People would, if it would. ;) And it is built for that actually. At just 1.5A you are having an easy game of keeping it cool. No problem there. But it will usually drop below that after <30min.

I think the intended industrial application for these things was to be run at 350 to 700 mA for hours/days/years at a time. But I really doubt that it was intended to be run at 1.5A for that long.

My first beamshot.
This was taken with a Samsung point and shoot camera.
Left: OL Mini-Mag with Nichia 219
Right: OL Mini-Mag with XP-G2

Actually Nichia rates it at 1.5A max. Just like Cree rates the XPG. 350mA is just typical and they use it because the LEDs are very efficient at that drive level.

And if you look at the measurements over at CPF you will see that the stated CRI of 92 is achieved from 1.4A upwards.

750-1000mA with XM-L T6 is usable for me indoors.
From DS: Around 3.0V/1A, ~380lm.

From DS: XP-G2 R5, 2.95V/1A, ~330lm.

From DS: Nichia 219 B10, 3.5V/1A, ~210lm.
@3.8V/1.5A it’s ~290lm.


An idea, with a single 4.2V Lion, switch the output (PVM) when the voltage/amps is too high for the Nichia, when it gets fine just direct drive it. = high mode.

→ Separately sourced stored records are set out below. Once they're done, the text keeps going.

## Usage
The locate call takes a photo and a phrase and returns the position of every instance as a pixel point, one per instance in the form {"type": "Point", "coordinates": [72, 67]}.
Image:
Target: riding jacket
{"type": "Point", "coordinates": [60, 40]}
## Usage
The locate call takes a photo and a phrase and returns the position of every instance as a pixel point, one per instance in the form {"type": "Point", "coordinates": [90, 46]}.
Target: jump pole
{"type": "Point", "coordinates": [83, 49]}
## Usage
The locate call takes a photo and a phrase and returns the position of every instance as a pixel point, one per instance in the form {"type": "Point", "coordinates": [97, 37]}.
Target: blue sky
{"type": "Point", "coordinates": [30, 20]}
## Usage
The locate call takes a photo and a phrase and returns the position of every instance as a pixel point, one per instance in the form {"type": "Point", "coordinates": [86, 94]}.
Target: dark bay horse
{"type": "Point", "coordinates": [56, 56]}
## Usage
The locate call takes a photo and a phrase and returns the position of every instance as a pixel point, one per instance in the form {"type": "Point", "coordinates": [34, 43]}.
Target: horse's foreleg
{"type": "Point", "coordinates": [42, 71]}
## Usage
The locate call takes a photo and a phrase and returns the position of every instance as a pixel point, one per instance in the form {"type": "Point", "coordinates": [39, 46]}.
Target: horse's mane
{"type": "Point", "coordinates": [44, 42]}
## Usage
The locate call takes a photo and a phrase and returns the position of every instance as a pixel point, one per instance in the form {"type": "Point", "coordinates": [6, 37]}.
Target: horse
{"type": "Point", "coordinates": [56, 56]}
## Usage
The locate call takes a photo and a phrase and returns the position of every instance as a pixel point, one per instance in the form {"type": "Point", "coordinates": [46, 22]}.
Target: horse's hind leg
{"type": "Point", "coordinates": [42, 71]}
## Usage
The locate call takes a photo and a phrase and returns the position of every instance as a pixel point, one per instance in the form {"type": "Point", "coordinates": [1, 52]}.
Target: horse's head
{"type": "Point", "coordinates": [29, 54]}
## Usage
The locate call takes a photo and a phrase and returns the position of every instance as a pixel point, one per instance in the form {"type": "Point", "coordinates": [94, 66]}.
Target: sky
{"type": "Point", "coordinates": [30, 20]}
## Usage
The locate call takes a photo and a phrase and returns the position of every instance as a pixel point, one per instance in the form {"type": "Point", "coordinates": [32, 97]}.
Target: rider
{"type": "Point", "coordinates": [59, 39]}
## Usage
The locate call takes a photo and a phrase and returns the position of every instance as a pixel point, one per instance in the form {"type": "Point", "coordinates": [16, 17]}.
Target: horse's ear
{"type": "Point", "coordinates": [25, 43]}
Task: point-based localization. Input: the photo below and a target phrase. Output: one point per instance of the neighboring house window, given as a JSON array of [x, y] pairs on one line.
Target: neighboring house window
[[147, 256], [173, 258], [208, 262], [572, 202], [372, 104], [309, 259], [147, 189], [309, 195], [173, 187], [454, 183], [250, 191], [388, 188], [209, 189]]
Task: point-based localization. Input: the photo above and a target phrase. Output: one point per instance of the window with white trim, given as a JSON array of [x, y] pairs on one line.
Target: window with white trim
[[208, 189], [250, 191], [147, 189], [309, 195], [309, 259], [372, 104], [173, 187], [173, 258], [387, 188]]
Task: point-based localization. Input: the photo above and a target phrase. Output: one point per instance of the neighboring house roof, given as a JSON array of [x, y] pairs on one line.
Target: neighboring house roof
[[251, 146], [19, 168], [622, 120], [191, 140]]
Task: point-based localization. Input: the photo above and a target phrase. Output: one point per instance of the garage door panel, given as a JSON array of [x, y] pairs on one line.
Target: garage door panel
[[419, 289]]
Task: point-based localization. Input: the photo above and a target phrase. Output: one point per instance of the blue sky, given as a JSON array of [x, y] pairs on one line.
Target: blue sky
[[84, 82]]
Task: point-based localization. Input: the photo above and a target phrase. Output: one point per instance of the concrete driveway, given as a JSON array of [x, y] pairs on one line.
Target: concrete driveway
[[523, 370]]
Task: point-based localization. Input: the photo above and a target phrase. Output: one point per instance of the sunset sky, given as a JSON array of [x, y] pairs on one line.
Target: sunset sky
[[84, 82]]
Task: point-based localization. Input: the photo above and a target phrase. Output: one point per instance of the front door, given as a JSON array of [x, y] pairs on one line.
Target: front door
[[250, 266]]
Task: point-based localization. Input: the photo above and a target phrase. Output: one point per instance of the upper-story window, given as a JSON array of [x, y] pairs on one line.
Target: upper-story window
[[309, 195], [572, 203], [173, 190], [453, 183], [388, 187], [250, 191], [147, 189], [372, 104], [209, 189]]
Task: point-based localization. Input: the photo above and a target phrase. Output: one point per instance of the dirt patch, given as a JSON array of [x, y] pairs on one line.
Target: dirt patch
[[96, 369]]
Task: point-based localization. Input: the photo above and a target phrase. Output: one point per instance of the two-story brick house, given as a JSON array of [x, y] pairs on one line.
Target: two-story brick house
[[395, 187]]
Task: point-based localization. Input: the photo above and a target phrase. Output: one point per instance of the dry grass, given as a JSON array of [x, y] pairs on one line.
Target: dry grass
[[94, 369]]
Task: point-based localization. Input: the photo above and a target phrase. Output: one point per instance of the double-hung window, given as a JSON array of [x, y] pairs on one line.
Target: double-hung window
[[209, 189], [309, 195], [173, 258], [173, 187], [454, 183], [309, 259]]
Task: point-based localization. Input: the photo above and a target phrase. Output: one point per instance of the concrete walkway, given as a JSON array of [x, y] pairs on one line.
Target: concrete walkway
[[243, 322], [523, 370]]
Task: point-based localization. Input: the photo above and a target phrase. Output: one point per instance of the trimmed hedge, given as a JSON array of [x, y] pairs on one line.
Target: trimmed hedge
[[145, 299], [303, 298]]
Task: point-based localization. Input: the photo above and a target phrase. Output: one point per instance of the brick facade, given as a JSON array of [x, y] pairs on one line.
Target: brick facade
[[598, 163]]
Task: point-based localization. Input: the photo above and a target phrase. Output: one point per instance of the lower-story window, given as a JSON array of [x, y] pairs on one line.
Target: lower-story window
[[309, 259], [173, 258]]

Other modes just PVM it. Though with a fresh cell the Nichia might get a little abuse 0:)

Sure buck boost would be nice but there are none (1.5A) and none are compact (low profile).


A nichia tripple looks nice, but on the other hand I start thinking about XM-L triple.
Since it’s a triple I could use warm, neutral and cold emitter at once, control each separately to adjust output tint. Since cool will over power the warm.
Anybody ever made a balanced XM-L triple? Or is everybody just putting in 3 XM-Ls of the same tint?